Everything I've read in this community tacitly assumes that a pipelined algorithm will always be faster than one that doesn't employ a pipeline -- for every workload. Consequently, I never would have guessed that a non-pipelined algorithm would be almost twice as fast  for some workloads.

But this is what I found after performing my own tests.  I implemented two versions of an algorithm in the IDE (one using data.history and one using pipeline) that trades a single security once-daily based on three moving average crossovers -- fast (nom. 7 day sma), medium (nom. 50 day sma, slow (nom. 200 day sma).  

This essentially emulates the Golden Cross strategy with one enhancement: the algorithm seeks to enter soon after the 50-day trough following a Death Cross in order to capture the otherwise "lost" portion of recovery gains until the 50-day crosses above the 200-day.

The once-daily-executed Python code for the pipeline version is highly efficient, consisting solely of 3 assignment statements and 1 if/elif statement pair with embedded dataframe query.  The data.history version is similarly spartan, consisting solely of 3 data.history requests, 1 assignment statement, and 1 if/elif statement pair.  

I performed multiple runs using both a 4-year and an 11-year backtest time-frame, all run in the overnight hours so as to minimize the effects of system loading on the results.  The elapsed times reported are the best run times obtained:

method 4 Years     11 Years           
data.hist        52sec        151sec           
pipelined        93sec        254sec
difference       -43%          -40%

These elapsed times include the initialization (and initial pipeline fetch) which in all above figures was 12-14sec.

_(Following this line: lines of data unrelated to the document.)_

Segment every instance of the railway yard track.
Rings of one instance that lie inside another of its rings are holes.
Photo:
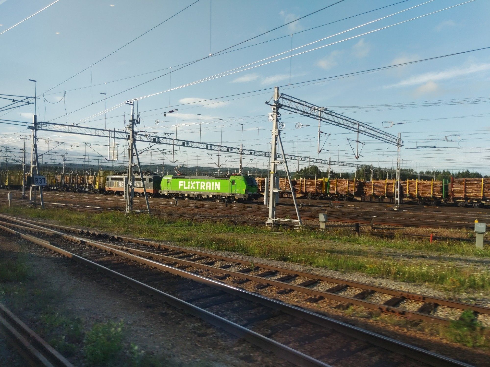
[[[109,275],[298,366],[469,366],[327,318],[322,299],[446,324],[490,308],[109,234],[0,215],[0,229]],[[280,300],[277,299],[279,298]]]
[[[73,367],[71,363],[1,303],[0,334],[30,366]]]
[[[6,192],[6,191],[5,191]],[[80,209],[122,210],[124,200],[119,196],[109,197],[94,194],[80,194],[71,192],[44,193],[48,206],[60,207],[69,206],[70,207]],[[6,195],[5,195],[6,196]],[[5,199],[2,198],[2,200]],[[25,201],[14,198],[16,203],[25,203]],[[329,203],[331,203],[329,202]],[[173,216],[195,220],[226,218],[234,223],[244,224],[261,224],[267,217],[267,208],[261,203],[230,204],[227,206],[221,203],[202,200],[174,201],[161,198],[150,199],[150,204],[154,213],[160,214],[171,213]],[[280,205],[277,206],[278,217],[294,217],[294,208],[291,205]],[[135,198],[135,206],[143,208],[143,198]],[[244,210],[245,209],[245,210]],[[394,211],[385,207],[371,209],[365,207],[329,205],[305,206],[300,209],[302,219],[307,225],[316,227],[319,213],[327,212],[328,221],[332,222],[374,224],[403,227],[416,227],[444,229],[471,229],[474,221],[478,218],[480,221],[490,221],[490,212],[485,211],[470,213],[429,212],[412,209],[404,209]],[[230,219],[230,216],[253,216],[257,219],[252,221],[244,219]],[[264,218],[263,219],[263,218]]]

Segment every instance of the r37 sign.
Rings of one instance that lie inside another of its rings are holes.
[[[33,186],[46,186],[46,178],[44,176],[32,176]]]

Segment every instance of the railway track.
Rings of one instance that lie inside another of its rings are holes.
[[[84,194],[82,194],[84,195]],[[0,202],[6,202],[6,199],[0,197]],[[12,199],[12,202],[14,204],[17,204],[20,205],[25,205],[26,202],[25,200],[19,200],[19,199]],[[103,203],[104,202],[101,202]],[[169,204],[170,205],[170,204]],[[80,205],[78,204],[73,204],[73,203],[57,203],[57,202],[51,202],[49,201],[45,202],[45,206],[46,207],[50,208],[60,208],[60,207],[66,207],[70,208],[71,210],[75,210],[79,211],[90,211],[95,212],[100,212],[102,211],[105,211],[106,210],[114,210],[117,211],[123,211],[123,209],[122,208],[116,208],[115,207],[104,207],[102,206],[89,206],[89,205]],[[215,207],[216,208],[216,206]],[[152,215],[156,215],[162,217],[167,217],[171,216],[173,218],[179,218],[182,219],[187,219],[190,220],[192,220],[194,221],[206,221],[209,220],[216,220],[216,219],[220,219],[221,218],[217,218],[216,217],[209,217],[205,215],[196,215],[196,214],[179,214],[178,213],[172,212],[172,213],[167,214],[163,213],[155,213],[153,212]],[[372,218],[371,218],[372,219]],[[250,220],[244,220],[243,219],[233,219],[232,217],[230,217],[229,216],[225,216],[222,218],[223,220],[226,221],[227,223],[233,224],[239,224],[243,225],[251,225],[251,226],[263,226],[264,222],[261,221],[250,221]],[[490,220],[490,218],[489,218]],[[342,221],[339,221],[342,222]],[[382,225],[381,224],[378,223],[375,223],[375,221],[373,223],[375,225]],[[368,220],[367,219],[365,220],[352,220],[351,223],[357,223],[362,224],[370,225],[371,223],[371,220]],[[293,225],[289,225],[288,223],[284,223],[281,225],[282,227],[286,228],[291,228],[294,229],[294,227]],[[308,227],[308,226],[307,226]],[[316,227],[309,227],[310,229],[313,230],[318,230],[318,228]],[[351,231],[353,233],[354,232],[354,230],[352,229]],[[370,231],[371,234],[373,235],[377,235],[379,236],[382,236],[384,237],[391,237],[396,236],[401,236],[404,237],[406,238],[412,238],[416,239],[430,239],[432,238],[433,240],[445,240],[445,241],[472,241],[471,239],[464,238],[464,237],[451,237],[447,236],[441,236],[441,235],[434,235],[431,236],[428,234],[410,234],[410,233],[396,233],[396,235],[392,232],[387,231],[379,230],[377,230],[375,232]],[[490,244],[490,240],[485,240],[484,243],[485,244]]]
[[[196,263],[172,266],[151,257],[156,253],[144,256],[118,245],[1,216],[0,229],[112,276],[297,366],[469,366],[204,276],[196,271]],[[176,254],[172,261],[184,258]],[[217,276],[226,275],[212,271]]]
[[[72,198],[76,198],[81,203],[86,203],[100,206],[100,207],[110,207],[112,209],[122,209],[123,205],[123,200],[118,197],[112,196],[108,201],[106,198],[99,195],[90,195],[86,194],[75,194],[73,193],[46,193],[47,200],[51,197],[56,199],[61,203],[51,203],[53,205],[57,204],[72,204]],[[135,204],[143,205],[142,200],[135,199]],[[141,201],[141,202],[140,202]],[[66,202],[68,202],[67,203]],[[154,211],[157,209],[161,213],[172,210],[172,215],[175,214],[176,210],[180,212],[187,211],[196,213],[195,216],[202,216],[211,218],[210,213],[213,212],[219,214],[221,217],[229,217],[229,216],[243,216],[244,209],[246,209],[247,214],[257,217],[266,218],[267,207],[258,204],[230,204],[225,206],[223,204],[217,204],[203,201],[179,200],[178,205],[171,205],[169,200],[154,199],[150,201],[150,205]],[[87,207],[94,206],[95,205],[86,205]],[[277,215],[279,217],[287,217],[288,216],[294,217],[292,207],[285,205],[279,206],[277,209]],[[320,206],[318,208],[302,208],[301,210],[302,218],[304,221],[318,222],[318,213],[328,213],[328,220],[330,222],[342,223],[359,223],[370,224],[374,221],[374,224],[377,225],[392,226],[405,227],[417,227],[424,228],[443,228],[448,229],[471,229],[475,217],[479,218],[481,221],[490,220],[490,215],[480,213],[475,214],[447,214],[445,213],[423,213],[412,211],[402,210],[397,212],[386,211],[387,212],[380,212],[379,210],[369,209],[352,209],[345,208],[336,207],[335,209],[328,206]],[[202,212],[205,215],[202,215]],[[181,215],[183,213],[181,213]],[[261,222],[260,224],[263,224]]]
[[[476,318],[490,321],[490,307],[445,299],[413,292],[320,275],[283,267],[253,262],[236,257],[189,250],[185,247],[150,241],[89,231],[77,228],[0,214],[0,225],[37,232],[47,228],[62,231],[57,235],[74,233],[84,238],[103,241],[105,246],[129,253],[151,259],[174,267],[187,267],[203,276],[215,274],[215,280],[230,284],[247,284],[247,289],[260,292],[271,287],[278,288],[278,295],[294,292],[304,295],[311,304],[326,299],[337,301],[339,307],[361,306],[408,319],[449,324],[461,314],[471,310]],[[54,233],[54,232],[52,233]],[[218,275],[216,275],[218,274]],[[270,292],[268,292],[270,293]],[[293,298],[296,298],[295,296]],[[445,315],[445,317],[441,315]],[[448,317],[447,315],[451,315]]]
[[[74,367],[5,306],[0,303],[0,334],[33,367]]]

Both versions of the algorithm experienced nearly identical gains and draws during backtests; the slight deviations are attributable to minor differences in the sma outputs for data.history.mean vs the pipeline's SimpleMovingAverage factor.

It seems reasonable to conclude that for algorithms trading a limited set of securities largely based on a limited set of price-derived signals that the data.history approach provides superior backtest performance.

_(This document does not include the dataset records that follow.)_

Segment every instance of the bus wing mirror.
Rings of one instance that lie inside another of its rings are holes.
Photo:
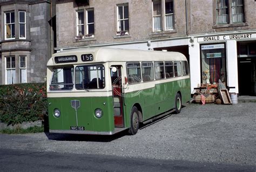
[[[113,72],[116,72],[117,71],[117,68],[116,67],[111,67],[111,71]]]

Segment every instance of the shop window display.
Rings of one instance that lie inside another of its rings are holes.
[[[201,73],[203,84],[226,82],[224,44],[201,46]]]

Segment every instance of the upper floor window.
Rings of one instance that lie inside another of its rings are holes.
[[[152,4],[153,31],[158,32],[174,29],[173,0],[153,0]],[[162,6],[164,6],[163,10]],[[164,19],[162,16],[164,16]]]
[[[173,0],[165,0],[165,30],[173,30],[174,29]]]
[[[117,35],[128,35],[129,32],[129,13],[128,4],[117,6]]]
[[[233,23],[244,22],[243,0],[233,0],[231,4]]]
[[[5,38],[15,38],[15,17],[14,12],[9,12],[5,13]]]
[[[77,11],[77,37],[84,36],[84,11]]]
[[[26,38],[26,12],[19,11],[19,38]]]
[[[217,0],[217,24],[243,23],[243,0]]]
[[[94,11],[90,9],[86,11],[86,35],[94,35]]]
[[[162,30],[162,18],[161,11],[161,2],[155,1],[153,2],[153,30],[154,32]]]

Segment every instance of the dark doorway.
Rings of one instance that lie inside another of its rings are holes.
[[[238,87],[241,95],[256,95],[256,59],[238,59]]]
[[[238,42],[238,91],[256,95],[256,42]]]

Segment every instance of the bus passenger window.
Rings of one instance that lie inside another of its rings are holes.
[[[73,87],[73,67],[64,67],[53,69],[50,90],[72,90]]]
[[[154,64],[156,79],[164,78],[164,62],[155,62]]]
[[[126,67],[128,83],[140,82],[142,81],[142,77],[139,63],[127,63]]]
[[[148,81],[154,80],[154,70],[153,69],[153,63],[142,63],[142,79],[143,81]]]
[[[174,61],[174,75],[175,77],[182,75],[181,63],[180,61]]]
[[[183,74],[182,75],[186,75],[187,74],[188,74],[188,73],[187,73],[187,70],[186,70],[186,61],[182,61],[182,69],[183,69]]]
[[[105,87],[104,67],[102,65],[76,67],[76,88],[102,89]]]
[[[166,77],[166,78],[173,77],[173,63],[172,61],[166,61],[165,63],[165,77]]]

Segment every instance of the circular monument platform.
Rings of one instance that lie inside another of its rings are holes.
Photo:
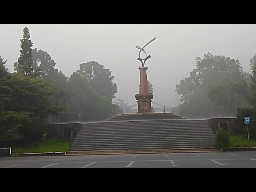
[[[171,113],[136,113],[118,115],[107,120],[107,121],[170,120],[184,119],[186,119],[186,118]]]

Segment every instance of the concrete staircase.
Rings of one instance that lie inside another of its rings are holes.
[[[122,121],[124,120],[162,120],[178,119],[185,119],[186,118],[170,113],[147,113],[145,114],[122,114],[115,116],[106,121]]]
[[[213,148],[207,120],[182,119],[84,124],[70,152]]]

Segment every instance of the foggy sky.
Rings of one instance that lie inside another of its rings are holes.
[[[79,69],[79,64],[91,61],[110,69],[118,86],[116,96],[130,105],[136,103],[139,91],[141,63],[135,46],[142,47],[155,36],[145,49],[151,56],[146,65],[153,101],[171,107],[175,106],[176,80],[189,76],[196,57],[210,52],[238,58],[250,72],[250,60],[256,54],[255,24],[1,24],[0,54],[8,60],[11,72],[25,26],[33,48],[47,51],[66,76]]]

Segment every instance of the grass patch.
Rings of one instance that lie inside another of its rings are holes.
[[[46,140],[23,146],[14,147],[12,153],[64,152],[68,151],[71,142],[64,142],[55,139]]]
[[[256,140],[248,140],[242,136],[230,137],[230,146],[236,147],[239,145],[241,147],[256,147]]]

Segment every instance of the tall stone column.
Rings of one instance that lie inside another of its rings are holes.
[[[137,100],[138,113],[152,112],[151,100],[153,94],[148,92],[148,78],[147,77],[147,67],[139,68],[140,71],[140,91],[135,95]]]

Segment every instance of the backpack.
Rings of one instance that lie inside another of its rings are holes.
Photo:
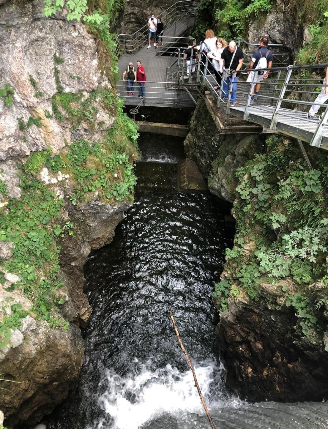
[[[257,65],[255,67],[255,69],[266,69],[268,66],[268,61],[267,60],[267,59],[268,58],[268,56],[270,53],[270,51],[269,49],[268,49],[267,51],[266,54],[264,57],[262,56],[262,52],[261,51],[260,49],[259,49],[259,51],[261,55],[261,58],[259,60],[259,62],[257,63]],[[264,71],[263,72],[258,72],[257,73],[259,75],[264,74]]]

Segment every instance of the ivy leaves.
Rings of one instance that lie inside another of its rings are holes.
[[[5,104],[9,107],[12,106],[14,100],[12,95],[15,93],[15,89],[8,84],[5,84],[4,88],[0,88],[0,97],[4,98]]]

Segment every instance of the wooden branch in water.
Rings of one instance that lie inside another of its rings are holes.
[[[193,364],[191,363],[191,361],[190,360],[190,358],[188,355],[188,353],[186,351],[186,349],[184,346],[184,344],[182,344],[182,341],[181,341],[181,338],[180,338],[180,335],[179,334],[179,331],[178,330],[178,328],[177,327],[177,325],[175,324],[175,321],[174,318],[173,318],[173,315],[172,314],[172,311],[169,311],[169,314],[170,314],[170,317],[171,317],[171,320],[172,320],[172,323],[173,324],[173,327],[174,328],[174,330],[175,331],[175,333],[178,337],[178,341],[179,341],[179,344],[180,344],[180,347],[182,350],[182,351],[184,353],[184,355],[186,356],[186,359],[187,360],[187,362],[190,367],[190,369],[193,373],[193,376],[194,380],[195,380],[195,386],[197,388],[197,390],[198,391],[198,394],[199,395],[199,397],[201,399],[201,401],[202,401],[202,403],[203,404],[203,406],[204,407],[204,409],[205,410],[205,412],[206,413],[206,415],[207,416],[207,418],[208,419],[208,421],[210,422],[210,424],[211,425],[211,427],[212,429],[216,429],[215,426],[214,426],[214,423],[212,420],[211,416],[210,415],[210,413],[208,412],[208,410],[206,406],[206,404],[204,400],[204,397],[202,394],[202,392],[199,387],[199,385],[198,384],[198,382],[197,381],[197,379],[196,378],[196,374],[195,372],[195,370],[194,369],[194,367],[193,366]]]

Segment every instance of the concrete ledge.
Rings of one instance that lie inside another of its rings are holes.
[[[238,118],[225,118],[217,106],[216,100],[209,92],[205,91],[205,103],[221,134],[259,134],[262,132],[260,125],[243,121]]]
[[[154,133],[176,137],[186,137],[190,130],[187,125],[179,125],[177,124],[162,124],[143,121],[136,121],[135,123],[141,133]]]

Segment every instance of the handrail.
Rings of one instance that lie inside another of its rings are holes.
[[[186,14],[188,17],[192,17],[194,16],[196,8],[195,8],[193,9],[191,8],[190,5],[195,4],[196,1],[196,0],[179,0],[179,1],[176,2],[163,12],[158,14],[158,16],[162,15],[163,17],[164,25],[169,26],[177,22],[182,17],[185,16]],[[164,18],[165,15],[166,16]],[[172,20],[172,18],[173,18],[173,21]],[[165,20],[165,21],[164,20]],[[141,40],[146,35],[147,31],[148,24],[146,24],[132,34],[127,34],[121,33],[118,34],[115,41],[117,47],[115,50],[114,54],[116,55],[118,54],[120,51],[119,42],[122,39],[126,42],[125,44],[126,46],[127,45],[129,47],[129,51],[132,51],[133,52],[136,46],[137,49],[138,49],[138,46],[141,45]],[[131,42],[132,44],[126,45],[127,40]],[[130,47],[132,47],[131,48]]]
[[[249,46],[259,46],[260,44],[259,43],[251,43],[250,42],[247,42],[244,39],[243,39],[242,37],[239,37],[238,39],[238,43],[237,44],[237,46],[240,46],[241,42],[243,42],[246,45],[248,45]],[[268,45],[268,46],[283,46],[283,45],[282,43],[269,43]]]
[[[236,72],[223,67],[222,75],[216,70],[214,73],[213,66],[209,65],[208,57],[204,52],[205,44],[201,43],[196,82],[209,91],[217,100],[217,106],[225,115],[232,115],[260,124],[272,132],[279,130],[318,148],[320,147],[324,137],[325,147],[328,148],[328,105],[316,101],[319,95],[316,90],[319,87],[322,91],[323,88],[328,87],[328,82],[324,85],[322,78],[320,79],[317,76],[304,79],[298,73],[299,70],[323,69],[328,67],[328,63],[261,68],[261,72],[270,71],[269,78],[260,81],[261,89],[255,94],[254,88],[258,83],[255,77],[259,75],[253,73],[250,75],[253,80],[250,82],[248,79],[248,82],[244,76],[256,71],[255,69],[248,67]],[[187,59],[185,60],[182,56],[181,52],[178,72],[181,84],[185,85],[195,82],[192,79],[195,76],[190,63],[186,63]],[[236,79],[236,85],[229,85],[230,79],[228,81],[228,78],[235,73],[241,79]],[[300,94],[305,94],[306,99],[300,100]],[[312,97],[310,100],[314,101],[309,101],[309,96]],[[315,115],[319,108],[324,109],[324,112],[320,118],[309,116],[308,112],[310,107],[313,108],[311,115]]]

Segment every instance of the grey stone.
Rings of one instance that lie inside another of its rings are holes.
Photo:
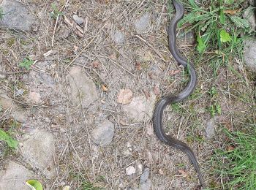
[[[215,135],[215,121],[214,118],[211,118],[206,123],[206,137],[207,139],[211,139]]]
[[[68,80],[70,84],[71,101],[74,105],[78,106],[82,103],[83,107],[87,107],[98,99],[95,84],[82,72],[81,68],[72,66],[69,70]]]
[[[124,41],[124,34],[118,30],[111,33],[112,39],[117,44],[122,44]]]
[[[91,132],[92,140],[98,145],[108,145],[113,140],[114,133],[114,124],[105,120]]]
[[[26,137],[20,141],[25,161],[39,169],[46,178],[50,179],[55,177],[53,135],[44,130],[34,129]]]
[[[0,27],[30,31],[35,18],[27,8],[14,0],[3,0],[1,4],[4,15],[0,20]]]
[[[79,17],[78,15],[73,15],[73,20],[75,22],[76,22],[78,24],[83,24],[84,22],[84,19],[81,17]]]
[[[10,162],[7,170],[0,171],[0,189],[29,190],[26,181],[34,178],[34,174],[23,166],[14,162]]]
[[[152,118],[156,99],[154,93],[148,99],[145,96],[135,96],[131,103],[123,105],[123,111],[134,121],[148,121]]]
[[[246,19],[249,23],[252,30],[256,30],[256,16],[255,14],[255,8],[249,7],[244,12],[243,18]]]
[[[11,116],[18,122],[25,123],[27,119],[27,112],[18,107],[12,99],[0,91],[0,105],[4,110],[10,110]]]
[[[249,69],[256,72],[256,39],[245,40],[244,60]]]
[[[135,29],[138,34],[147,32],[150,27],[151,16],[146,12],[135,20]]]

To establish the crossover point where it may be advantageous to use a pipeline approach, I incrementally increased the number of securities (each with 3 sma calculations) in each version of the algorithm backtesting over a 4-year time-frame.  I found that the data.history version's performance remained superior until the 30 total sma calculation point was reached -- far more than most algorithms are likely to require.

  The pipeline offers unparalleled functionality in the area of security selection, but in the market timing of trades, data.history still has a lot to recommend it. It appears that a decision to use a pipeline approach to algorithm construction would more rationally be motivated by a requirement for extensive security selection functionality than by a "need for speed".